C# 将Excel快速导入数据表
我正在尝试将Excel文件读入Data.DataTable列表,尽管使用当前方法可能需要很长时间。我基本上是一个工作表一个工作表,一个单元格一个单元格地做,这往往需要很长时间。有没有更快的方法?这是我的密码:C# 将Excel快速导入数据表,c#,.net,excel,office-interop,C#,.net,Excel,Office Interop,我正在尝试将Excel文件读入Data.DataTable列表,尽管使用当前方法可能需要很长时间。我基本上是一个工作表一个工作表,一个单元格一个单元格地做,这往往需要很长时间。有没有更快的方法?这是我的密码: List<DataTable> List = new List<DataTable>(); // Counting sheets for (int count = 1; count < WB.Worksheets.Count; ++c
List<DataTable> List = new List<DataTable>();
// Counting sheets
for (int count = 1; count < WB.Worksheets.Count; ++count)
{
// Create a new DataTable for every Worksheet
DATA.DataTable DT = new DataTable();
WS = (EXCEL.Worksheet)WB.Worksheets.get_Item(count);
textBox1.Text = count.ToString();
// Get range of the worksheet
Range = WS.UsedRange;
// Create new Column in DataTable
for (cCnt = 1; cCnt <= Range.Columns.Count; cCnt++)
{
textBox3.Text = cCnt.ToString();
Column = new DataColumn();
Column.DataType = System.Type.GetType("System.String");
Column.ColumnName = cCnt.ToString();
DT.Columns.Add(Column);
// Create row for Data Table
for (rCnt = 0; rCnt <= Range.Rows.Count; rCnt++)
{
textBox2.Text = rCnt.ToString();
try
{
cellVal = (string)(Range.Cells[rCnt, cCnt] as EXCEL.Range).Value2;
}
catch (Microsoft.CSharp.RuntimeBinder.RuntimeBinderException)
{
ConvertVal = (double)(Range.Cells[rCnt, cCnt] as EXCEL.Range).Value2;
cellVal = ConvertVal.ToString();
}
// Add to the DataTable
if (cCnt == 1)
{
Row = DT.NewRow();
Row[cCnt.ToString()] = cellVal;
DT.Rows.Add(Row);
}
else
{
Row = DT.Rows[rCnt];
Row[cCnt.ToString()] = cellVal;
}
}
}
// Add DT to the list. Then go to the next sheet in the Excel Workbook
List.Add(DT);
}
List List=新列表();
//计票单
对于(int count=1;count 对于(cCnt=1;cCnt请查看以下链接
(发布6个解决方案)
校准.Value2
是一项昂贵的操作,因为这是一个COM互操作调用。
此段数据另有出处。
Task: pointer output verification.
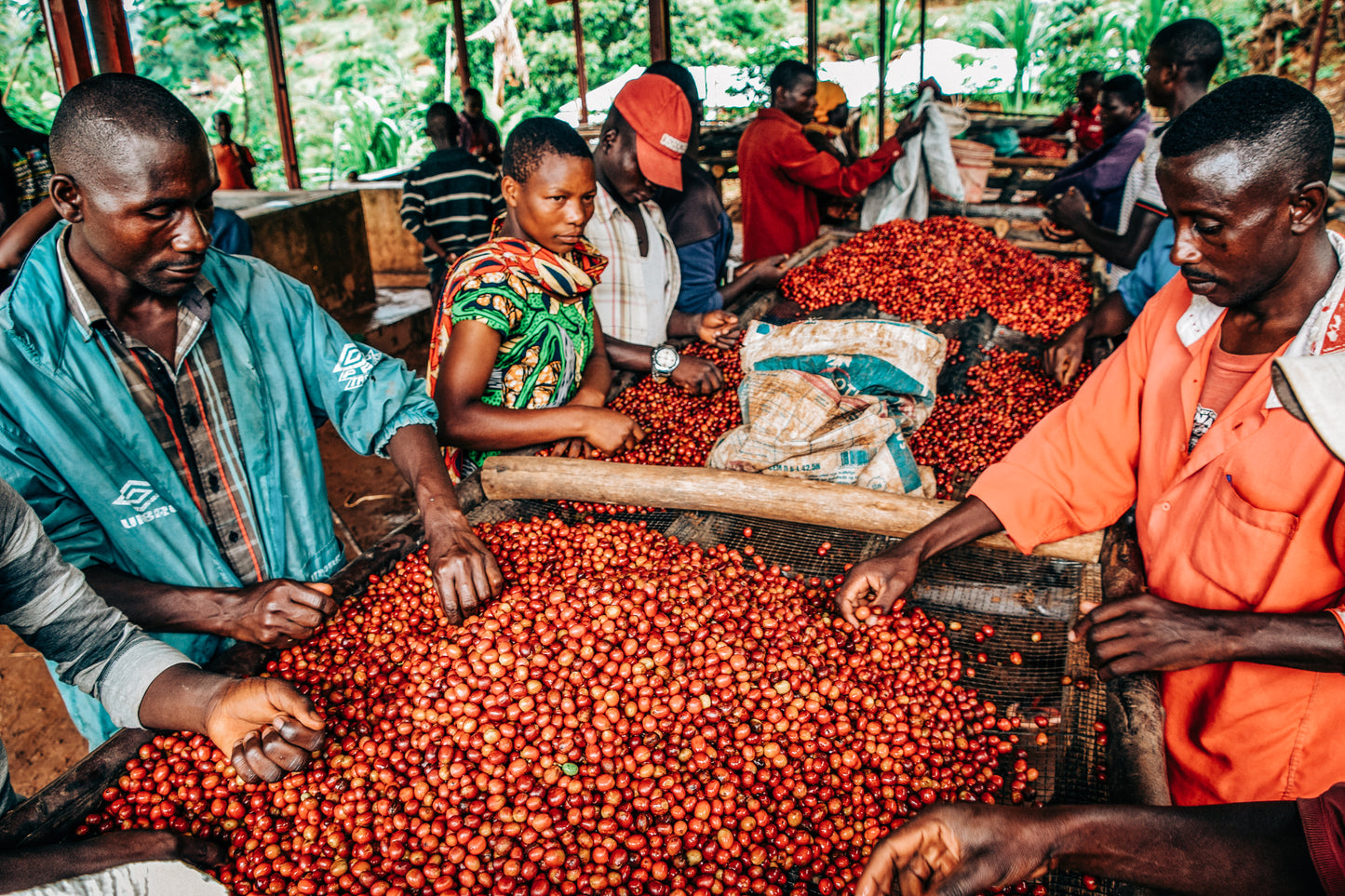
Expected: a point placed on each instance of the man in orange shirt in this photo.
(1238, 503)
(780, 169)
(233, 160)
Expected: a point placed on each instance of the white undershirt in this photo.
(655, 284)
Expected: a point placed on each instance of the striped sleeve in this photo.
(50, 606)
(413, 206)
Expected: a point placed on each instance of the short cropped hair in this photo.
(1269, 121)
(443, 114)
(679, 75)
(534, 139)
(1127, 87)
(97, 116)
(789, 73)
(1194, 46)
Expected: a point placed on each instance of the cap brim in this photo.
(1311, 389)
(656, 166)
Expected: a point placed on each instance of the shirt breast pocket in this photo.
(1241, 545)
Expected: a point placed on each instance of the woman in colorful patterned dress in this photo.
(517, 355)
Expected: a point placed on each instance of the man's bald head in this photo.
(100, 118)
(1194, 46)
(1271, 124)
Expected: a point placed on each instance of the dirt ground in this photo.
(370, 501)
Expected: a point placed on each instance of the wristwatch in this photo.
(664, 361)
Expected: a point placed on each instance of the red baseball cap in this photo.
(658, 112)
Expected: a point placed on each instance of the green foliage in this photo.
(1024, 27)
(29, 87)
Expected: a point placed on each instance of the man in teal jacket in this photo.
(160, 400)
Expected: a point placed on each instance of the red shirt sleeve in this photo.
(819, 169)
(1324, 826)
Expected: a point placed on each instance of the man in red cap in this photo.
(782, 172)
(639, 151)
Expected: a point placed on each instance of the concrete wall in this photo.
(315, 235)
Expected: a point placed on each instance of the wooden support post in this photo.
(111, 36)
(661, 31)
(580, 65)
(812, 11)
(882, 68)
(67, 41)
(1317, 43)
(280, 87)
(924, 15)
(464, 70)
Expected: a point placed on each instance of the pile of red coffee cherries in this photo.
(632, 715)
(945, 269)
(1006, 395)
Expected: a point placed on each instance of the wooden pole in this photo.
(661, 31)
(924, 15)
(464, 73)
(111, 36)
(882, 66)
(816, 503)
(280, 87)
(580, 65)
(67, 41)
(812, 11)
(1317, 43)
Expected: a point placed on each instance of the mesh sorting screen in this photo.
(1029, 602)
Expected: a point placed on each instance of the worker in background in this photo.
(24, 169)
(830, 127)
(262, 724)
(1100, 177)
(162, 400)
(780, 169)
(518, 358)
(1238, 503)
(233, 160)
(700, 226)
(1083, 117)
(640, 150)
(450, 199)
(1181, 60)
(1291, 848)
(479, 135)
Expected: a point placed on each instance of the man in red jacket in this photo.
(780, 169)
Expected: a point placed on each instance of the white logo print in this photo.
(354, 367)
(141, 495)
(138, 494)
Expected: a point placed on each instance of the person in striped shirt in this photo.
(450, 199)
(265, 727)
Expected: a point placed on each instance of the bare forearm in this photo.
(627, 355)
(181, 699)
(479, 427)
(159, 607)
(1244, 848)
(1298, 640)
(963, 524)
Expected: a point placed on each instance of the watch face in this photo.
(666, 358)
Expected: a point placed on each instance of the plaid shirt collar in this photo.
(193, 305)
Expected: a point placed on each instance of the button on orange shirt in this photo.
(229, 162)
(1248, 521)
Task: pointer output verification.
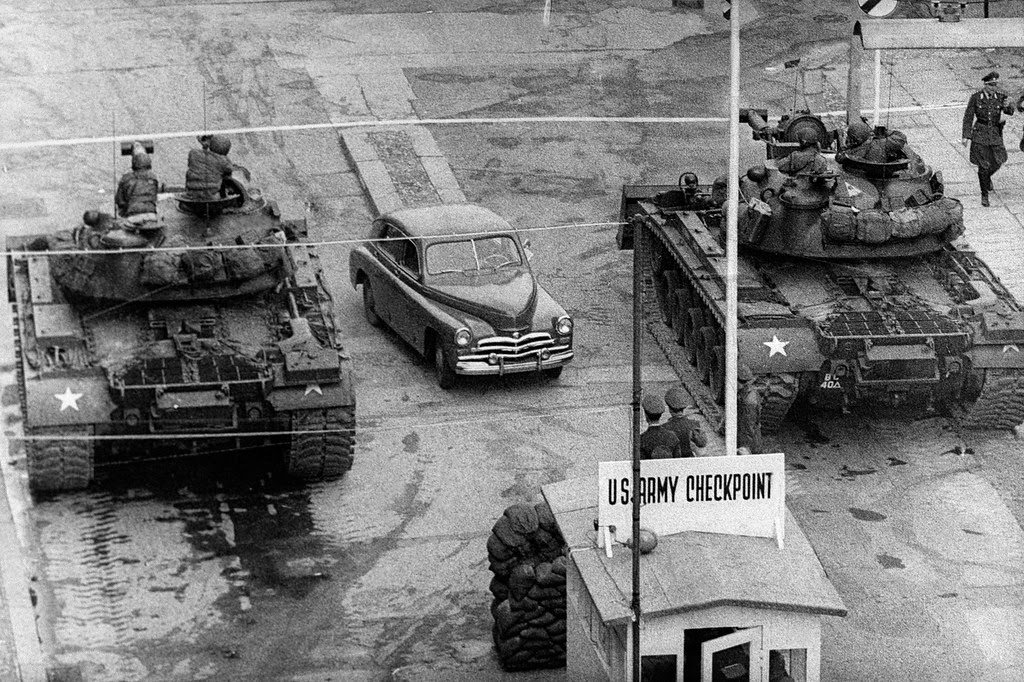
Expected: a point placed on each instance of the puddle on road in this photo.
(889, 561)
(866, 515)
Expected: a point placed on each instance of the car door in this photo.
(400, 264)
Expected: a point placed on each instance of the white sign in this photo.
(739, 496)
(878, 7)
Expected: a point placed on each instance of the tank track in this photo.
(1000, 405)
(777, 394)
(60, 465)
(327, 453)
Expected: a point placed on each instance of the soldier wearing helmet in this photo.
(878, 146)
(983, 129)
(136, 194)
(686, 429)
(748, 411)
(657, 436)
(208, 166)
(807, 159)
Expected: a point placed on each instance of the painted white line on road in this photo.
(73, 141)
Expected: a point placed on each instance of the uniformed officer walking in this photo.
(983, 128)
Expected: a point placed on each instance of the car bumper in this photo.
(513, 366)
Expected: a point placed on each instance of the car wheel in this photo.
(442, 369)
(369, 305)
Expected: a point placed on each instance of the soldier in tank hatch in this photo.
(656, 435)
(208, 166)
(983, 129)
(136, 194)
(808, 159)
(686, 429)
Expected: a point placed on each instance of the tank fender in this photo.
(779, 349)
(83, 398)
(312, 395)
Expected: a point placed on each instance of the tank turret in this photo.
(194, 247)
(814, 197)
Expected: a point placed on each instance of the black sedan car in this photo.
(455, 282)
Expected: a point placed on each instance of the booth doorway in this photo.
(732, 657)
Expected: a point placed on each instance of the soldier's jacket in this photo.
(206, 170)
(688, 432)
(983, 118)
(137, 193)
(804, 161)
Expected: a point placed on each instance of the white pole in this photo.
(878, 84)
(731, 236)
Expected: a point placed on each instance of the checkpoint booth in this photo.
(738, 594)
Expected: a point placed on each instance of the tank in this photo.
(851, 287)
(203, 329)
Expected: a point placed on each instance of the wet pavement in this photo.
(198, 570)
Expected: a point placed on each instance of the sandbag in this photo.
(203, 266)
(907, 223)
(840, 225)
(243, 263)
(873, 227)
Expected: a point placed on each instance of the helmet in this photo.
(806, 137)
(140, 161)
(652, 405)
(857, 133)
(219, 144)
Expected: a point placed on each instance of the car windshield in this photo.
(483, 253)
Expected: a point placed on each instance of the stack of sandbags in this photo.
(527, 558)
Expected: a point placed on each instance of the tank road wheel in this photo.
(1000, 405)
(680, 302)
(672, 281)
(60, 465)
(369, 306)
(717, 374)
(442, 368)
(705, 352)
(691, 338)
(777, 394)
(323, 443)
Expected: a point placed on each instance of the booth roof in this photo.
(691, 570)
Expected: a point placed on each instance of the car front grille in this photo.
(525, 347)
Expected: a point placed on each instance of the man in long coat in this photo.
(983, 128)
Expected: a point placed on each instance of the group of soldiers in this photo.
(682, 434)
(208, 167)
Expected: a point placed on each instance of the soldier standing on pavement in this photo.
(748, 411)
(657, 439)
(687, 430)
(983, 128)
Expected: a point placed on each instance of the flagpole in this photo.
(731, 236)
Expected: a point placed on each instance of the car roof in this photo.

我会将整个范围读取到一个数组中,然后在数组中循环:
object[,] data = Range.Value2;
// Create new Column in DataTable
for (int cCnt = 1; cCnt <= Range.Columns.Count; cCnt++)
{
textBox3.Text = cCnt.ToString();
var Column = new DataColumn();
Column.DataType = System.Type.GetType("System.String");
Column.ColumnName = cCnt.ToString();
DT.Columns.Add(Column);
// Create row for Data Table
for (int rCnt = 1; rCnt <= Range.Rows.Count; rCnt++)
{
textBox2.Text = rCnt.ToString();
string CellVal = String.Empty;
try
{
cellVal = (string)(data[rCnt, cCnt]);
}
catch (Microsoft.CSharp.RuntimeBinder.RuntimeBinderException)
{
ConvertVal = (double)(data[rCnt, cCnt]);
cellVal = ConvertVal.ToString();
}
DataRow Row;
// Add to the DataTable
if (cCnt == 1)
{
Row = DT.NewRow();
Row[cCnt.ToString()] = cellVal;
DT.Rows.Add(Row);
}
else
{
Row = DT.Rows[rCnt + 1];
Row[cCnt.ToString()] = cellVal;
}
}
}
object[,]data=Range.Value2;
//在DataTable中创建新列
对于(int-cCnt=1;cCntMS Office互操作速度较慢,甚至Microsoft也不建议在服务器端使用互操作,并且无法用于导入大型Excel文件。有关更多详细信息,请参阅Microsoft的观点
相反,您可以使用任何Excel库,例如。这是一个显示如何读取Excel文件的代码示例:
ExcelDocument workbook = new ExcelDocument();
DataSet ds = workbook.easy_ReadXLSActiveSheet_AsDataSet("excel.xls");
DataTable dataTable = ds.Tables[0];
如果您的Excel文件有多个工作表或仅用于导入单元格区域(为了获得更好的性能),请查看更多的代码示例。以防其他人使用EPPlus。此实现非常简单,但有一些注释会引起注意。如果您要再层一个方法GetWorkbookAsDataSet()
在顶部,它可以满足OP的要求
/// <summary>
/// Assumption: Worksheet is in table format with no weird padding or blank column headers.
///
/// Assertion: Duplicate column names will be aliased by appending a sequence number (eg. Column, Column1, Column2)
/// </summary>
/// <param name="worksheet"></param>
/// <returns></returns>
public static DataTable GetWorksheetAsDataTable(ExcelWorksheet worksheet)
{
var dt = new DataTable(worksheet.Name);
dt.Columns.AddRange(GetDataColumns(worksheet).ToArray());
var headerOffset = 1; //have to skip header row
var width = dt.Columns.Count;
var depth = GetTableDepth(worksheet, headerOffset);
for (var i = 1; i <= depth; i++)
{
var row = dt.NewRow();
for (var j = 1; j <= width; j++)
{
var currentValue = worksheet.Cells[i + headerOffset, j].Value;
//have to decrement b/c excel is 1 based and datatable is 0 based.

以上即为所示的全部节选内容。